Les seuls efforts mis en œuvre depuis l’an dernier, notamment la fermeture programmée de l’usine d’Aulnay-sous-Bois, n’auraient pas suffi à compenser le repli plus marqué et plus long qu’anticipé du marché automobile européen. Au premier trimestre 2013, le chiffre d’affaires de la division automobile de PSA a encore chuté de 10,3%. Et selon la direction, 2014 pourrait être pire encore. L’an dernier, PSA avait réussi à économiser 1,2 milliard d’euros. Mais les deux tiers de ces efforts avaient été absorbés par les conséquences de la chute des ventes. Résultat, le constructeur avait encore brûlé 1,4 milliard d’euros de cash flow.
Prenant exemple sur l’accord récemment signé par Renault avec ses syndicats, Philippe Varin, le président du directoire de PSA, a annoncé l’ouverture de «discussions sur la compétitivité du groupe en mai», une fois que l’actuel plan social sera entré en vigueur, théoriquement à l’issue d’un comité central d’entreprise programmé pour lundi prochain. Philippe Varin espère conclure ce nouvel accord à l’automne 2013. L’accord de flexibilité de Renault, qui prévoit un ajustement du temps de travail selon les plans de charge et des départs naturels, doit permettre au constructeur d’économiser en France 400 à 500 millions d’euros par an d’ici à 2016.

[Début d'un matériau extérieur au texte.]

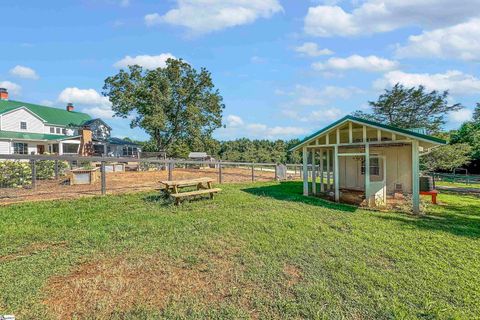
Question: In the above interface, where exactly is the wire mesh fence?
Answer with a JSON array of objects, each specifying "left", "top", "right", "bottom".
[
  {"left": 427, "top": 172, "right": 480, "bottom": 187},
  {"left": 0, "top": 155, "right": 302, "bottom": 204}
]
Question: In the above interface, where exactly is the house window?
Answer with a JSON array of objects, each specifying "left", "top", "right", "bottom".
[
  {"left": 93, "top": 144, "right": 105, "bottom": 155},
  {"left": 122, "top": 146, "right": 138, "bottom": 157},
  {"left": 361, "top": 158, "right": 380, "bottom": 176},
  {"left": 13, "top": 142, "right": 28, "bottom": 154},
  {"left": 63, "top": 143, "right": 79, "bottom": 154}
]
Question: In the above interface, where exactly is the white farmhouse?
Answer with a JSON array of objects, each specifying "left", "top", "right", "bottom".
[{"left": 0, "top": 88, "right": 139, "bottom": 157}]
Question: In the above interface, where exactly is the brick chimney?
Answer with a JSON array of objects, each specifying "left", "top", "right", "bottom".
[
  {"left": 78, "top": 127, "right": 93, "bottom": 157},
  {"left": 0, "top": 88, "right": 8, "bottom": 100}
]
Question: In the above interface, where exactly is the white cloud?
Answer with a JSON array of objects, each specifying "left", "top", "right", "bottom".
[
  {"left": 397, "top": 18, "right": 480, "bottom": 61},
  {"left": 250, "top": 56, "right": 267, "bottom": 63},
  {"left": 0, "top": 81, "right": 22, "bottom": 94},
  {"left": 291, "top": 85, "right": 362, "bottom": 106},
  {"left": 282, "top": 108, "right": 343, "bottom": 123},
  {"left": 312, "top": 55, "right": 398, "bottom": 72},
  {"left": 10, "top": 65, "right": 39, "bottom": 80},
  {"left": 245, "top": 123, "right": 307, "bottom": 139},
  {"left": 219, "top": 115, "right": 307, "bottom": 139},
  {"left": 374, "top": 70, "right": 480, "bottom": 95},
  {"left": 227, "top": 114, "right": 243, "bottom": 127},
  {"left": 113, "top": 53, "right": 176, "bottom": 69},
  {"left": 295, "top": 42, "right": 334, "bottom": 57},
  {"left": 145, "top": 0, "right": 283, "bottom": 34},
  {"left": 304, "top": 0, "right": 479, "bottom": 37},
  {"left": 450, "top": 109, "right": 473, "bottom": 123},
  {"left": 40, "top": 100, "right": 53, "bottom": 107},
  {"left": 57, "top": 87, "right": 114, "bottom": 118}
]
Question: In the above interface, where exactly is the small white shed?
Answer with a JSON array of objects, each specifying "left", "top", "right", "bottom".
[{"left": 291, "top": 116, "right": 446, "bottom": 213}]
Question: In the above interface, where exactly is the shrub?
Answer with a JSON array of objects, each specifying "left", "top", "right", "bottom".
[{"left": 0, "top": 160, "right": 68, "bottom": 188}]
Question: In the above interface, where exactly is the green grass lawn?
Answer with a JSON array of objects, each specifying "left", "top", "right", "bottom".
[{"left": 0, "top": 182, "right": 480, "bottom": 319}]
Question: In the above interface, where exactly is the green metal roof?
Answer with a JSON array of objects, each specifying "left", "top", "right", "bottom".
[
  {"left": 289, "top": 115, "right": 447, "bottom": 151},
  {"left": 0, "top": 100, "right": 92, "bottom": 127},
  {"left": 0, "top": 131, "right": 75, "bottom": 141}
]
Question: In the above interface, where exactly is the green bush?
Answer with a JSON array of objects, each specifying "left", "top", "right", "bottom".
[{"left": 0, "top": 160, "right": 32, "bottom": 188}]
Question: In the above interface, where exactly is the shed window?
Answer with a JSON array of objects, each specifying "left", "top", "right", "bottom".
[
  {"left": 13, "top": 142, "right": 28, "bottom": 154},
  {"left": 362, "top": 158, "right": 380, "bottom": 176}
]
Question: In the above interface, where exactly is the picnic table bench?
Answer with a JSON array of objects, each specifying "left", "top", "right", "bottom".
[{"left": 160, "top": 178, "right": 221, "bottom": 205}]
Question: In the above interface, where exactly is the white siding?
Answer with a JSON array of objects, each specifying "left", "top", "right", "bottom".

Le directeur financier de PSA, Jean-Baptiste de Chatillon, a toutefois précisé que des réductions d’effectifs supplémentaires, en plus des 8.000 suppressions de postes annoncées pour 2013 et 2014, n'étaient «pas l’objet» des prochaines discussions. En dehors de ce plan, une compression supplémentaire des investissements et de nouvelles cessions d’actifs, notamment immobiliers, pour un montant de l’ordre de 200 millions d’euros sont prévus.
En attendant la mise en œuvre de ces mesures, PSA se dit toujours capable de diviser par deux sa consommation de cash flow mensuelle par rapport au rythme de 200 millions d’euros de l’an dernier.